Billy Bob Thornton is capable of so much more.
It starts with Hollywood's seeming inability to partner Thornton with anyone who can match his emotional and comic energy...with the exception of the pervertedly delightful "Bad Santa" Hollywood has largely failed at this task.
Think about it...
Jon Heder in "School for Scoundrels?" Again, not a horrible film but what a disappointing pairing.
"Bad News Bears?" All I can say is "Ick."
Now, we have "Mr. Woodcock" featuring Seann William Scott as his comic foil. Isn't there something wrong when you're kind of hoping that the film's pseudo "bad guy" actually kicks the good guy's ass?
Now, of course, part of the problem is that Hollywood has no idea how to use the deviously funny Scott. Scott, whose primary claim to fame has been the "American Pie" films, has a sort of devious look about him anyway and the "American Pie" films only cemented that image.
I could sort of buy into Heder's role as a wimp, but Scott as self-help guru?
Please.
In "Mr. Woodcock," John Farley (Seann William Scott) has left his small town to become the best-selling author of "Letting Go," the self-help product of his childhood experiences including those at the hands of Mr. Woodcock (Billy Bob Thornton), the ultimate nightmare gym teacher who pummels his students with real-life lessons.

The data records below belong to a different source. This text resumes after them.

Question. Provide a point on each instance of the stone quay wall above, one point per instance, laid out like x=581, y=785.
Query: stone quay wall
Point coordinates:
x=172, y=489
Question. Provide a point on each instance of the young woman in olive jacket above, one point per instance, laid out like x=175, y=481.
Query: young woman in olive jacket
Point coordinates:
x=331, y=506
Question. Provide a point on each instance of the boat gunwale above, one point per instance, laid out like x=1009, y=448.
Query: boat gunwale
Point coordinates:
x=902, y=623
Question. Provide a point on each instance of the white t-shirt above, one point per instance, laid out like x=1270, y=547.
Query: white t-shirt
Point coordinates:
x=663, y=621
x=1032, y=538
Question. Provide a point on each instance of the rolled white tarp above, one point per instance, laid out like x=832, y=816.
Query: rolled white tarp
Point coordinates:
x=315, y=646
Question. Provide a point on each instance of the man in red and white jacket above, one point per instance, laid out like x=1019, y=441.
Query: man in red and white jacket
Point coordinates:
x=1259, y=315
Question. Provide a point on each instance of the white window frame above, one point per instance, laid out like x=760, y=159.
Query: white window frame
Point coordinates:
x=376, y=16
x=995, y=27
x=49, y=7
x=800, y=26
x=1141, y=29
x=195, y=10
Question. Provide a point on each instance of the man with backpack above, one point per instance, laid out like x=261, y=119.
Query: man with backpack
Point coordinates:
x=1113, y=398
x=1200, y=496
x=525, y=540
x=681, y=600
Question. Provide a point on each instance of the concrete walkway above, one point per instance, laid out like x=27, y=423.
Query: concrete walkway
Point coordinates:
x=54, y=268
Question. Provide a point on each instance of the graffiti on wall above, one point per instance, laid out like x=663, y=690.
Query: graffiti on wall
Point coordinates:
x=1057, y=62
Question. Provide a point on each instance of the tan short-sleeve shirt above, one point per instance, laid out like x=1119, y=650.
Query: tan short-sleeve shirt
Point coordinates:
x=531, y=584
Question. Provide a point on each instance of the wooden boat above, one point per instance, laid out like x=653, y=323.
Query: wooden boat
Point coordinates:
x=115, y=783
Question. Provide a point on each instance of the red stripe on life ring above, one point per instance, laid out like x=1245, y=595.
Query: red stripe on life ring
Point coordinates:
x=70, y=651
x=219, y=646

When Farley returns home, he finds his mother (Susan Sarandon) is dating Mr. Woodcock practically regressing the self-help guru back into that helpless little chubby boy.
Despite a familiar comic premise, "Mr. Woodcock" has the potential to work on the level of "Bad Santa." While Mr. Woodcock is a character Thornton could play in his sleep, the simple truth is he plays these characters well and they are frequently funny. If you throw in Susan Sarandon's usual sensitive and funny performance, then "Mr. Woodcock" should have been a much better film.
The problem is Seann William Scott. I'm not suggesting that Scott is a bad actor, but he's horribly miscast here as a man who must invite our sympathy, project sincerity, display a certain degree of woundedness then downward spiral into his old ways.
The right actor would have been delightfully funny in doing so. I found myself imagining Johnny Knoxville in the role, no particularly brilliant actor, but unusually skilled at evoking both warmheartedness and the jackass within. THAT'S what this film needed...instead, Scott mostly plays it safe and gives is a milque-toast version of John Farley that mostly comes off as an immature, hardly well-adjusted young man whose quick abandonment of the ideas set forth in his book leads to a deserved fate before the film's predictably pat ending.
Even the film's key supporting player, Ethan Suplee, may have very well pulled off the role with more zest given the way Suplee attacks his supporting role with a sort of uncomfortable glee. Suplee finds the darkly comic places within his character, a quality all too lacking in Scott's performance.
The film's other key supporting player, Melissa Sagemiller, is left to her own devices trying to evoke some sort of chemistry between her and Scott.
What is it with poor Sagemiller? First, she's cast as the love interest to Ashton Kutcher in "The Guardian" and now she's the object of affection for Seann William Scott in "Mr. Woodockc."
Melissa, darling, you're better than this...call your agent.
In their first feature film script, Michael Carnes and Josh Gilbert show potential but their initial scene hardly qualifies as building up Farley as a genuinely good guy, despite their obvious contrasting him with his strictly business-minded agent (Amy Poehler, doing her usual shtick).
On the flip side, director Craig Gillespie (also directing this year's "Lars and the Real Girl") can't seem to decide if he wants "Mr. Woodcock" to be a lighthearted family comedy, a dark comedy or an "American Pie" type comedy for adults. The result is a sad mix of cinematic nothingness that tosses away a decent performance from Thornton and a winning, albeit one-note, performance from Sarandon.
Still,
I can't stop laughing.
The perfect double bill..."Balls of Fury" and "Mr. Woodcock."